Analysis The UK is to go ahead with a biometric-backed system of ID verification this year, whether or not the ID Cards Bill is passed by parliament. The 'Plan B', which is going ahead under the auspices of the Passport Office and which does not require parliamentary approval, was touched on by Home Office Minister Baroness Scotland during the recent House of Lords debate ID cards debate.
She described a new service, "passport validation, a commercial service that will come on stream in 2006," which is an aspect of the Passport Service's Personal Identification Project (PIP). The validation/verification service is referred to briefly in the organisation's 2005-10 business plan, and is itself a sort of prototype for the ID card scheme.
It would be likely to have greater prominence if the ID card itself were to have a final unfortunate accident on its way to the statute book, but it's striking that most of the significant components of the ID card scheme already exist or are being built within the Passport Service, to the extent that one could easily view the Passport Service's planning as representing the key strategy, while the ID card scheme is more about extension, rationalisation and legal tidying up. So maybe not so much Plan B as Plan A.
This represents something of a problem to ID scheme opponents. Because the ID Cards Bill is simply one (albeit wide-ranging and high-profile) implementation of Government policy on national identity management, killing it without also overturning the strategy would at best slow up implementation. And, probably, make it more likely that other components of implementation would be put into place without parliamentary oversight and regulation.

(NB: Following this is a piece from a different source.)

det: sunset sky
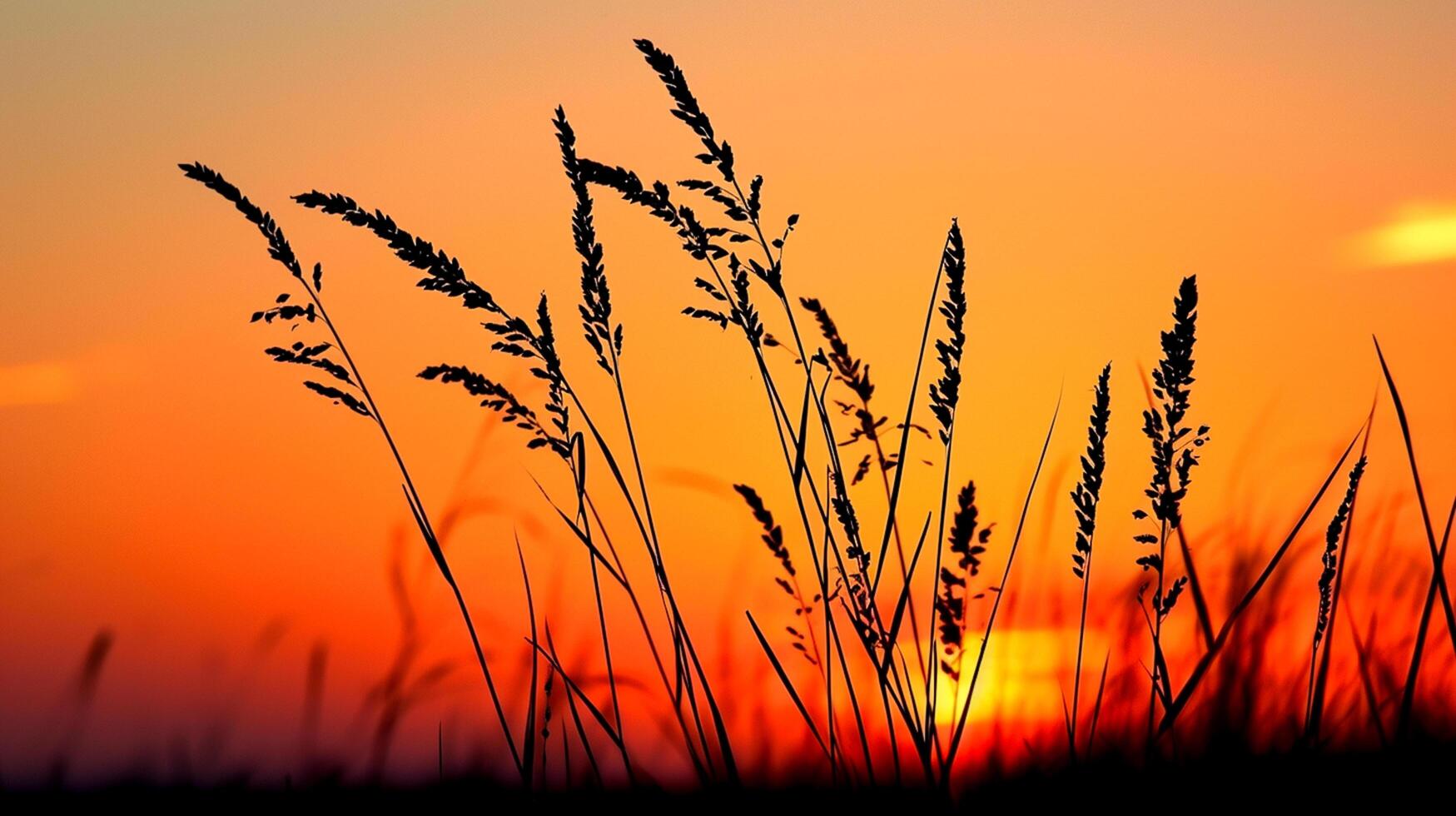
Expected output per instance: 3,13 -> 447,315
0,2 -> 1456,787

Lop off a tentacle, and more will grow for as long as the brain lives.
Baroness Scotland's description of the extent of the Passport Office's identity-related operations emerged as she attempted to persuade peers that much of the structure of the ID cards scheme will exist anyway as a consequence of the introduction of biometric passports, and that it is therefore perfectly feasible (as the Government has been claiming) for ID cards to be introduced for only a small extra cost.
This no doubt makes some sense if you're a Home Office Minister. But if you're not, it possibly makes more sense to see it as the Home Office loading costs and features that are not necessary for biometric passports onto the Passport Office in order to establish an ID scheme. These costs and features are however real, not pretend, and many of them will be incurred even if the ID scheme does die. Some of the substantial slug of identity-related infrastructure we'd still be left with would be owned by the Passport Service, and the Government strategic planning that goes along with the establishment of this infrastructure would tend to extend it into other Government departments and into the commercial sector.

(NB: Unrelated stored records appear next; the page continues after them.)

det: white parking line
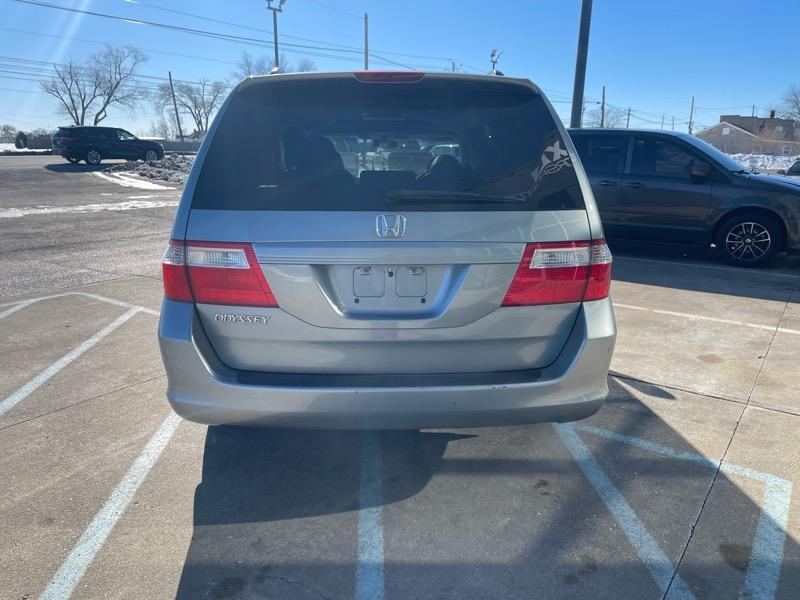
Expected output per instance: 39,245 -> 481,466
574,425 -> 792,600
0,292 -> 160,319
0,308 -> 140,415
356,431 -> 384,600
0,298 -> 37,319
614,302 -> 800,335
41,413 -> 181,600
554,424 -> 694,599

So paradoxically, although it's correct to say that the Government is loading costs into the Passport Service in order to ease the introduction of ID cards, it's also to some extent correct to say that even without the ID cards scheme substantial costs will be incurred because of the approach to biometric passport introduction that has been chosen, and because of the way the Government sees identity.
A brief explanation of PIP illustrates this. The cornerstone of the Personal Identification Project is that it changes the basis of the Passport Service's operations from document-centric to person-centric. In the past the Passport Office has kept track of passports, but the new model keeps track of people. PIP is intended to "provide the UKPS with the capability to verify the identity of passport applicants and holders by accessing commercial databases and those of other government departments, improving fraud detection and prevention by more detailed yet automated/rapid checks into applicants' attributed and biographical information. This provides an infrastructure for identity verification that can be used by other government departments via data presented by a private-sector partner" (UKPS Business plan 2005-10).

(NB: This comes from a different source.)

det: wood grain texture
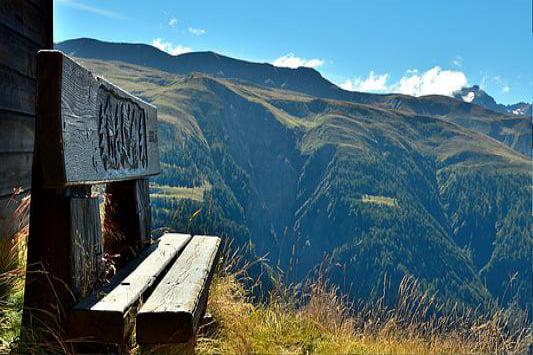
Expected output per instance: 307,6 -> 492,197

So the initial function of PIP is to use information on the 'biographical footprint' of applicants in order to check that their application is genuine. A Births Marriages and Deaths online project is also part of the picture, with the UKPS planning to follow up its co-operation with the Office of National Statistics (to frustrate "Day of the Jackal" passport fraud) with a project to "link the UKPS with ONS electronic records (subject to legislation being passed allowing ONS to provide access) which will enable online checks of births, marriages and deaths."
The commercial "passport validation service" that exists at the moment in pilot form can't go much further than confirming that a passport is genuine, but the biographical data the UKPS is starting to compile from commercial sources, new applicants and the planned personal interviews will provide a much more solid identity verification system. The Government intends that UKPS forms the basis of a new agency to run the identity cards scheme and the National Identity Register, but it can be seen that as far as passports are concerned, the NIR is already under construction.
The step change the Passport Service's operation is undergoing becomes clearer if you look at it this way - in order to issue a passport, the Passport Service clearly has to ask sufficient questions to prove fairly conclusively that the applicant exists. However, in the future the Passport Service proposes to retain the answers to these questions and to build on them, producing a biographical narrative of that individual's continuing existence, OK?